Tuesday, July 3, 2012

Write It Off

In my role as a pastoral counselor, I've talked to hundreds and hundreds of men and women during the last decade.  And I think it's safe to say that between 90% - 95% of those who have sat with me, tissues in hand, are there because there's a forgiveness issue in some way, shape, or form in their lives.

It's hardly ever the 'presenting problem.'  The need to forgive is often disguised by a myriad of family problems, relationship challenges, church upheavals, or workplace issues.  Anger, depression, anxiety, or addictive behaviors are usually in the mix.  Bitter roots have taken up what looks to be permanent residence.  And in the process, the emotions, attitudes, personality, and health of these sad souls have taken a huge hit, slowly transforming the person into someone they never dreamed they'd become. 

It's not until the conversation goes much deeper that the root of all the turmoil clearly comes into view.  Someone besides Jesus Christ sits on the throne of their broken hearts, calling the shots, directing the traffic, running the show.  And the only way to unseat that unwelcome, destructive usurper is to make the seemingly impossible choice to forgive.

To 'forgive as the Lord forgave you' {Colossians 3:13}. 
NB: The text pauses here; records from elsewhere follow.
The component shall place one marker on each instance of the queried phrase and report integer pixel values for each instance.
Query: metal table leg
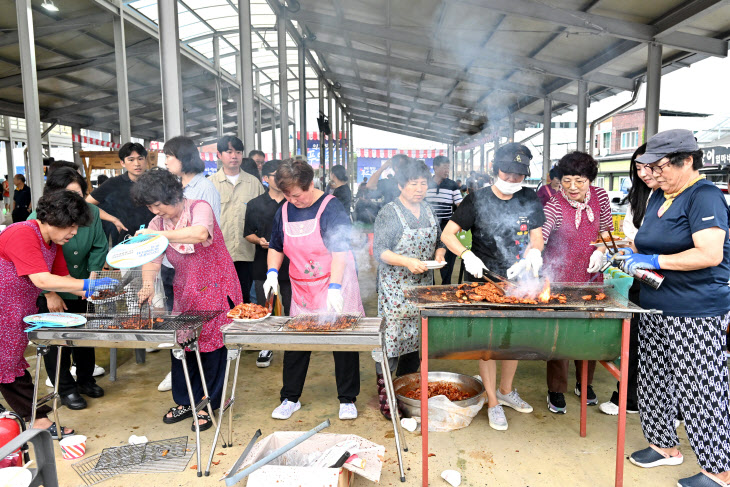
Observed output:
(180, 355)
(232, 354)
(381, 357)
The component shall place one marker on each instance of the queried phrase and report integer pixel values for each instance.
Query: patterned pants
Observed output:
(682, 369)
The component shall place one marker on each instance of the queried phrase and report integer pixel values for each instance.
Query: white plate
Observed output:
(433, 264)
(243, 320)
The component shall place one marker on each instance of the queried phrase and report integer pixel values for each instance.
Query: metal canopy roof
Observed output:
(442, 70)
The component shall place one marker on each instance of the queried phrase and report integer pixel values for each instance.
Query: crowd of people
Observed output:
(258, 227)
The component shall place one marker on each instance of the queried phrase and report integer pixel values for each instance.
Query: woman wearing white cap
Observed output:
(681, 352)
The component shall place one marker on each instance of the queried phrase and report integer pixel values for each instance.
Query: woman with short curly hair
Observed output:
(573, 219)
(204, 279)
(31, 261)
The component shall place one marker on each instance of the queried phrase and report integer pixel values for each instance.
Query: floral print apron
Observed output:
(402, 320)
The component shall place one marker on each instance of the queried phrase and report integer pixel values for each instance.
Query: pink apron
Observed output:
(310, 264)
(568, 251)
(203, 280)
(17, 300)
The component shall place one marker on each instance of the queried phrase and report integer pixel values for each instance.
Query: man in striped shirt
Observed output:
(443, 195)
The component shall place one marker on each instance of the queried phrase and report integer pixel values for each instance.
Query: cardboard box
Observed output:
(285, 473)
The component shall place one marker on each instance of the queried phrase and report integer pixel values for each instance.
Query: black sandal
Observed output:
(54, 433)
(202, 417)
(178, 414)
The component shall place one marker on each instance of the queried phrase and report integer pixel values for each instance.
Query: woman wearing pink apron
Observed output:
(313, 230)
(31, 261)
(573, 219)
(204, 279)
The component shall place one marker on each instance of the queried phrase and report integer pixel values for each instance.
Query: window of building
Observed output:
(630, 139)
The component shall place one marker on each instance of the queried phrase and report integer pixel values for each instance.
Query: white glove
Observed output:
(271, 284)
(533, 259)
(598, 258)
(335, 302)
(473, 264)
(517, 269)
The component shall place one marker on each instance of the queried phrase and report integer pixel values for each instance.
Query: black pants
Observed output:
(19, 396)
(244, 271)
(632, 401)
(167, 274)
(214, 368)
(83, 357)
(284, 293)
(347, 375)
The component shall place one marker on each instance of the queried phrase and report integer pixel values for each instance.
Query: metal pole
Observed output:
(332, 129)
(26, 45)
(120, 56)
(218, 87)
(321, 134)
(547, 116)
(653, 88)
(259, 127)
(302, 102)
(246, 78)
(172, 108)
(582, 115)
(273, 121)
(283, 91)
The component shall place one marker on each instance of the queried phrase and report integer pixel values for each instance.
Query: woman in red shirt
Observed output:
(30, 261)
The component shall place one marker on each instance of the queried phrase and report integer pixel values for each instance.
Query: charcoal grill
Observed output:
(367, 335)
(175, 331)
(578, 330)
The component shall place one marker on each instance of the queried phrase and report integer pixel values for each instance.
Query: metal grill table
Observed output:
(272, 334)
(176, 332)
(577, 330)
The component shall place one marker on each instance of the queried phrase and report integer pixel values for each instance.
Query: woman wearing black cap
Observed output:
(682, 365)
(505, 220)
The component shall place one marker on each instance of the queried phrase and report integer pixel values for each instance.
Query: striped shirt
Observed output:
(554, 217)
(443, 198)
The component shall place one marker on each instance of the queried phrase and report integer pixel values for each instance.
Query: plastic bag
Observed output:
(444, 415)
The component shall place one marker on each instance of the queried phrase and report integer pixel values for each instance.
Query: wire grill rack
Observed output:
(170, 455)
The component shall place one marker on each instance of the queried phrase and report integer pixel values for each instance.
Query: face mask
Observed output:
(507, 188)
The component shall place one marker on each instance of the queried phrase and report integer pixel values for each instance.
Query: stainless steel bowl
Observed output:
(412, 407)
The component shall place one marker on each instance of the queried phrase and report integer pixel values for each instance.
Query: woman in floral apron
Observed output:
(31, 261)
(406, 234)
(313, 230)
(204, 279)
(573, 219)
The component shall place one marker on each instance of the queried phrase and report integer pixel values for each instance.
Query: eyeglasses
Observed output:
(657, 170)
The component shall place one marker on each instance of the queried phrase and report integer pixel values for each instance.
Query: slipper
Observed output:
(54, 433)
(204, 426)
(178, 414)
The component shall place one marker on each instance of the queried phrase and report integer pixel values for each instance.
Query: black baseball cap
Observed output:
(668, 142)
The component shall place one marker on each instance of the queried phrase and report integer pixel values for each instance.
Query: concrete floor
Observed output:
(538, 449)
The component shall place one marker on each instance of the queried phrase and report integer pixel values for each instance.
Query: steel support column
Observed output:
(245, 68)
(547, 116)
(172, 100)
(283, 91)
(26, 45)
(302, 102)
(218, 87)
(120, 56)
(330, 157)
(653, 88)
(582, 115)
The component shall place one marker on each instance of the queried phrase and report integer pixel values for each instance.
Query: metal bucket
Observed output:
(412, 407)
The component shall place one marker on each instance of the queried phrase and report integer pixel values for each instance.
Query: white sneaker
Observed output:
(166, 384)
(348, 411)
(497, 419)
(514, 401)
(286, 409)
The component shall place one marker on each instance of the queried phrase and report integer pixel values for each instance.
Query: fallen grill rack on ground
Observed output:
(128, 459)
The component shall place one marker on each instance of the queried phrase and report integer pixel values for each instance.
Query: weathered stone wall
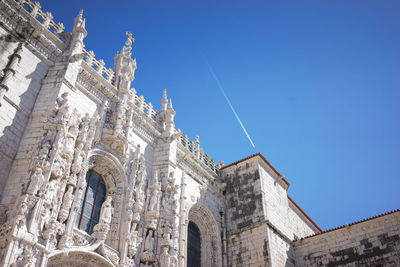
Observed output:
(373, 242)
(249, 247)
(244, 195)
(257, 199)
(18, 101)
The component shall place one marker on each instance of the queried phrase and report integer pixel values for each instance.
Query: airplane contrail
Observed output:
(229, 103)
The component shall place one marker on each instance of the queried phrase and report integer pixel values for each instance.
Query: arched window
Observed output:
(92, 199)
(193, 246)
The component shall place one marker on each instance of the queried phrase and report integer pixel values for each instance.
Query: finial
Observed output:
(170, 104)
(78, 19)
(164, 100)
(126, 50)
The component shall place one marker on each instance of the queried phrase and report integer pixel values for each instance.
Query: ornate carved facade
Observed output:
(92, 175)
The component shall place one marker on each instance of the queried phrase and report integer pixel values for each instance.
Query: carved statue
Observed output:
(66, 205)
(51, 191)
(37, 180)
(79, 155)
(165, 258)
(59, 166)
(149, 242)
(173, 259)
(107, 211)
(153, 205)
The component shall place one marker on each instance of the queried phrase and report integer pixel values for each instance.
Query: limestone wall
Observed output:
(18, 101)
(373, 242)
(244, 195)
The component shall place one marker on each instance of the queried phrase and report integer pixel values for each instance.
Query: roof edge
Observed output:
(302, 211)
(264, 159)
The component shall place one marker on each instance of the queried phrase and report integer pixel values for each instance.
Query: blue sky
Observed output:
(316, 84)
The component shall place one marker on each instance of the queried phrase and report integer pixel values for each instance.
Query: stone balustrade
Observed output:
(98, 66)
(194, 148)
(45, 18)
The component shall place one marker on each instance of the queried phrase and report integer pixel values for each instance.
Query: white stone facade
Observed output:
(64, 116)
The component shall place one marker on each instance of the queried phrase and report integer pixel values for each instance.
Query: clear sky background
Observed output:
(316, 84)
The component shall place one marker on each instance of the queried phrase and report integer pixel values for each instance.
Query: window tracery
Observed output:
(92, 199)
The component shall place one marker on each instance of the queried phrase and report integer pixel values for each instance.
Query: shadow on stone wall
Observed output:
(11, 135)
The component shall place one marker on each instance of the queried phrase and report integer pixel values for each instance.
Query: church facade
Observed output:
(93, 175)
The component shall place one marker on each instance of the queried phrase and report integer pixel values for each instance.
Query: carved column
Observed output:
(9, 71)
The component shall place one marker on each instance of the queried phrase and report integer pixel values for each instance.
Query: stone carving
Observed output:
(124, 65)
(37, 180)
(66, 205)
(51, 189)
(26, 258)
(106, 211)
(9, 71)
(174, 259)
(148, 256)
(155, 191)
(101, 229)
(53, 230)
(165, 260)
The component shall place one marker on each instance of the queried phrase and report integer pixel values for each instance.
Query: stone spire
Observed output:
(169, 119)
(124, 65)
(78, 34)
(164, 100)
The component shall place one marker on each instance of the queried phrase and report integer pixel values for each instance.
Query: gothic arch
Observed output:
(78, 258)
(113, 174)
(109, 167)
(211, 245)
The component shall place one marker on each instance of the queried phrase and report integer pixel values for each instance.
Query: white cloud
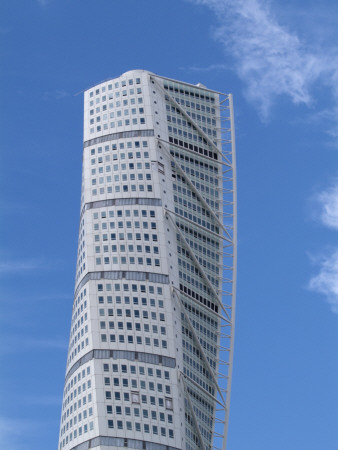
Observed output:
(270, 59)
(58, 94)
(326, 282)
(327, 201)
(12, 344)
(7, 267)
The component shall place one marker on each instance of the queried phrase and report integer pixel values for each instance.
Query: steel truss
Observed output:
(224, 296)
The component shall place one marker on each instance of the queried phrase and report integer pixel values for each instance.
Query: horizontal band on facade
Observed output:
(121, 442)
(120, 135)
(121, 202)
(149, 358)
(122, 275)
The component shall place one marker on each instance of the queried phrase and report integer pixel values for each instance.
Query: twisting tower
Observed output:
(151, 342)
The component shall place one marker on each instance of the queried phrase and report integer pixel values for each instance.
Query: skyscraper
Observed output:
(151, 341)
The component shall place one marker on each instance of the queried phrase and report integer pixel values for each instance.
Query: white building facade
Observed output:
(151, 341)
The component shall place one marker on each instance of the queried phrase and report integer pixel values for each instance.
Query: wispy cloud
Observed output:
(24, 266)
(326, 281)
(325, 211)
(12, 344)
(10, 267)
(270, 59)
(58, 94)
(326, 206)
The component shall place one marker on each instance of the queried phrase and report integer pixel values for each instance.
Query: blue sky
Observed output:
(280, 61)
The sad fact is that until we release those who have run roughshod over us and done us wrong, they will own us, lock, stock, and barrel, with an ugly stranglehold that refuses to be undone.  We will remain dreadfully stuck, mired in the quicksand of the unfortunate past.  Until we can send our perpetrators packing and move ahead with our own lives without constantly looking back and wringing our hands over what was, we will live as powerless victims.  

T.D. Jakes hits the nail on the head with 5 keys to forgiveness in his book Let it Go: Forgive So You Can Be Forgiven.

'... doesn't mean that you didn't gain anything from the experience.  Often you have gained invaluable wisdom and discernment that will help you with future struggles.

... doesn't suggest that you weren't right about the abusive circumstances that led to the unforgiveness.  It simply means you have too much ahead of you to expend more energy looking back.

... doesn't mean that you are weak.  It takes a great deal of strength, hope, and faith to garner the courage to move beyond the breach.

... doesn't mean that you won't be compensated by some other opportunity ahead of you.  Many times I really believe that God compensates us with divine favor to balance our lives beyond what was done to us by others.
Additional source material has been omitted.